USCIS receives a significant portion of its funding from filing fees paid by applicants, but these have dropped to half since the COVID-19 pandemic started. If Congress does not allocate additional resources to USCIS, immigrants could expect longer wait times to see their applications adjudicated. If you are concerned about how these issues may potentially impact your case, contact our office for a initial consultation.

Within immigration law, asylum seekers are one of the most vulnerable populations. In order to qualify for asylum, applicants must demonstrate a “credible fear of persecution or torture.” A new proposed rule would make the asylum process significantly more difficult, allowing denials to be issued without a right to have immigration case heard in court. It would also change the standard for “credible fear of persecution or torture,” making an approval almost impossible for those immigrants seeking protection based on being victims of domestic violence, gender-based discrimination, or gang-related violence. The changes also make the process more challenging, allowing the government to put more weight on discretionary factors. These measures would end the possibility of asylum for thousands of immigrants escaping unspeakable harm and violence in their home countries.

In addition, the government just published their Final Rule on employment authorization eligibility for immigrants with pending asylum applications. Under the old rules, applicants would request an employment authorization document once their case was pending for 150 days. The new rule increases the waiting period from 150 to 365 days before the applicant can request a work permit. The new rule also limits the employment authorization to two years, and bans immigrants who entered the country illegally from obtaining the work permit, among other changes.

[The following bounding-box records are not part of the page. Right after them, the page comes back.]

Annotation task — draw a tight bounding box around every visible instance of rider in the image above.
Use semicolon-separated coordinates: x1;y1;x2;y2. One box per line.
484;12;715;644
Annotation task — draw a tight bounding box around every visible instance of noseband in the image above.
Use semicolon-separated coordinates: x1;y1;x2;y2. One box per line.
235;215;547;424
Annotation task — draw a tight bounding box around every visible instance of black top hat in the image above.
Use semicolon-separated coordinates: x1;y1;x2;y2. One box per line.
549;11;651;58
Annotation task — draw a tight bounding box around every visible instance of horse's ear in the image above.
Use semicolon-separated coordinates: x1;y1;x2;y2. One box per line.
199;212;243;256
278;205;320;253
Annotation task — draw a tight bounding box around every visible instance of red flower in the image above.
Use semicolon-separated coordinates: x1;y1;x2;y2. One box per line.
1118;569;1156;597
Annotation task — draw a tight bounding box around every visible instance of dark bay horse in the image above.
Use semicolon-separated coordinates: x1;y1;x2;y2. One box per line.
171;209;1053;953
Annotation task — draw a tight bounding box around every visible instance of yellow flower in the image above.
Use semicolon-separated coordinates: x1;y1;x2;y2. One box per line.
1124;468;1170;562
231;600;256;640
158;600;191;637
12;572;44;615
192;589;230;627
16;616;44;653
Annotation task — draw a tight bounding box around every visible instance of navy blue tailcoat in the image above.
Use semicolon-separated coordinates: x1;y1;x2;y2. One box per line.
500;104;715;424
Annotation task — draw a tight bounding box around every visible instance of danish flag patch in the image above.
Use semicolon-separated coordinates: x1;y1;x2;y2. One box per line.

The United States government has extended the ban on immigrant visas issued outside the United States, adding temporary visas as well. The ban is now extended until the end of 2020 and it now includes H-1B, H-2B, L-1, and J-1 visas. The few exceptions, such as the ones for immigrants working in COVID-19 treatment and prevention, would not apply to a significant number of applicants. This measure should not affect individuals filing for their green card in the United States through Adjustment of Status or those who already hold a visa.

This past June 18th, the United States Supreme Court ruled that the government’s attempt to end DACA was unlawful. The court found that the U.S. Department of Homeland Security does have the authority to end DACA, but that it had proceeded in an arbitrary and capricious manner in doing so, thus the ending of the program is illegal.

This is a life changing decision for thousands of young immigrants who were brought to this country as children. It allows them to continue to life, work, and pursue an education in the United States. U.S. Citizenship and Immigration Services has yet to implement the changes, but the decision provides a temporary stop to the end of the program, as multiple challenges to DACA continue to move through the courts. Once new guidelines are implemented, initial applications for DACA-eligible individuals and new applications for Advance Parole (travel permits) should be accepted by the government.